The leveraging of data analytics is part of the agenda for state reconfiguration announced in Michael Gove’s (thoughtful and well written) Ditchley Park speech lecture of 1st July 2020:

“Government needs to evaluate data more rigorously and that means opening up data so others can judge the effectiveness of programmes as well. We need proper challenge from qualified outsiders.

“If Government ensures its departments and agencies share and publish data far more, then data analytics specialists can help us more rigorously to evaluate policy successes and delivery failures. People’s privacy of course must be protected. But once suitably anonymised, it is imperative that we learn the hugely valuable lessons that lie buried in our data.

“We also need to ask in those areas where our data is world class, as with the NHS, how we can use that to power scientific breakthroughs. Suitably anonymised, as I say, the deep and broad pool of health data we have can improve diagnostics and treatment, support life science innovation and close the health inequality gap.

“And, perhaps most importantly, Government must also ask itself if its people have the skills necessary for the challenges that I have set out.

“For many decades now we have neglected to ensure the Civil Service has all the basic skills required to serve Government, and our citizens, well.

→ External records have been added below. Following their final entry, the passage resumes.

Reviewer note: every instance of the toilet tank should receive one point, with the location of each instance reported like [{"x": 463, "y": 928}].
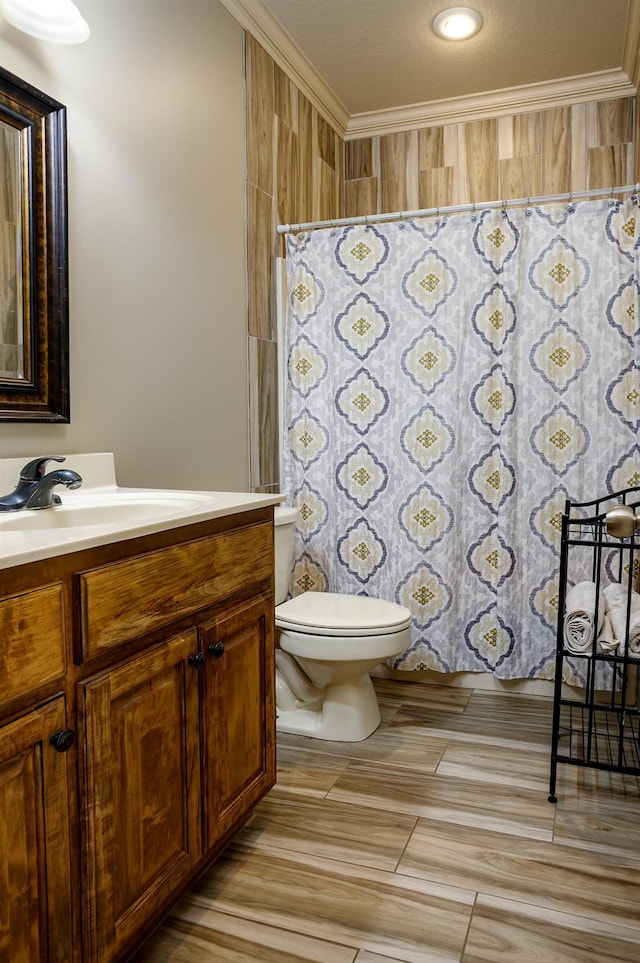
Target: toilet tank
[{"x": 284, "y": 520}]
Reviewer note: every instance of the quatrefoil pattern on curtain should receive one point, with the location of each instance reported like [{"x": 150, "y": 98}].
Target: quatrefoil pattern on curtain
[{"x": 449, "y": 383}]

“There are many brilliant people in our civil service, and I have never come across any civil servant who did not want to do his or her best for the country. But, nevertheless, there are a limited number, even in the Senior Civil Service, who have qualifications or expertise in mathematical, statistical and probability questions – and these are essential to public policy decisions. As governments in developed nations go, we in the UK are lagging behind many others in terms of numerical proficiency. But so many policy and implementation decisions depend on understanding mathematical reasoning.

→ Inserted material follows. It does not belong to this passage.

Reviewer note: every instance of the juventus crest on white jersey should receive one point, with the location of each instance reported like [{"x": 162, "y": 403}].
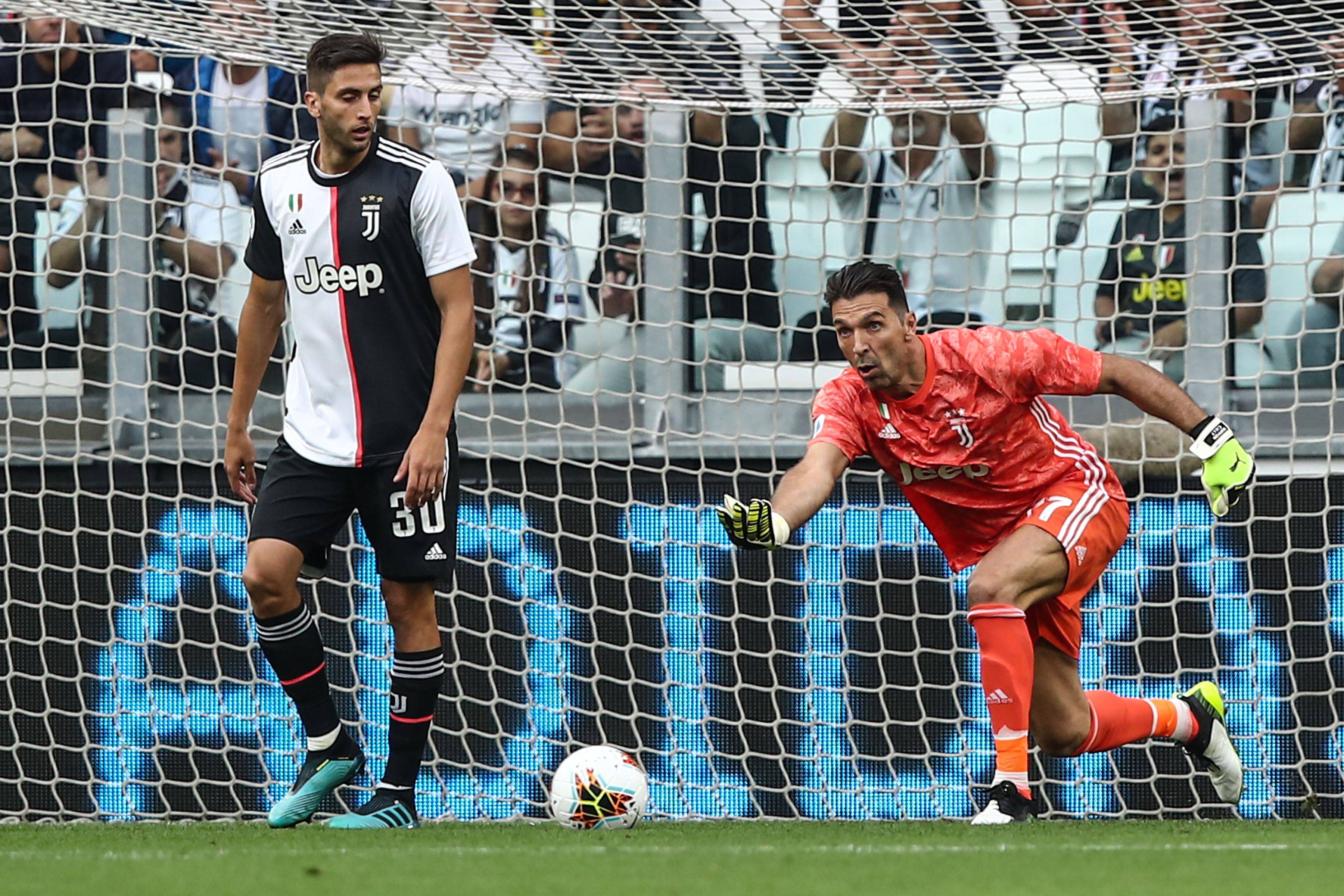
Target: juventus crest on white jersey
[{"x": 357, "y": 252}]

“That means we need to reform not just recruitment, but training. We need to ensure more policy makers and decision makers feel comfortable discussing the Monte Carlo method or Bayesian statistics, more of those in Government are equipped to read a balance sheet and discuss what constitutes an appropriate return on investment, more are conversant with the commercial practices of those from whom we procure services and can negotiate the right contracts and enforce them appropriately”.

There is an irony here that Gove is a Humanities graduate, just as Cummings and Boris Johnson are, and all from the same university.

It is not that he is wrong to emphasize the importance of data science (or statistics, to put it less pretentiously). It is more that it is highly plausible to say that he (and Cummings) are over-impressed by a field they have not studied at degree level. And under-appreciative of the education they were themselves privileged to receive. And so, possibly, missing a degree of perspective. The grass is always greener.

Gove – not untypically for someone, of his vintage, with a degree in English from Oxford – began his lecture with a quote from Antonio Gramsci, co-founder and leader of the Italian Communist Party, whose surreptitious and necessarily cryptic writings in an Italian Fascist prison have kept Marxian exegetes busy ever since their publication after the Second World War – though knowledge of Gramsci in Britain was scant until his prison letters and then (some of) his prison notebooks were published in the 1970s.

Gove said: “Writing in his Prison Notebooks, ninety years ago, the Italian Marxist thinker Antonio Gramsci defined our times. ‘The crisis consists precisely of the fact that the inherited is dying – and the new cannot be born; in this interregnum a great variety of morbid symptoms appear’”. It’s an interesting quote, often seen on T-shirts.

One suspects, however, that Michael Gove knows as much about Gramsci as Dominic Cummings knows about data analytics.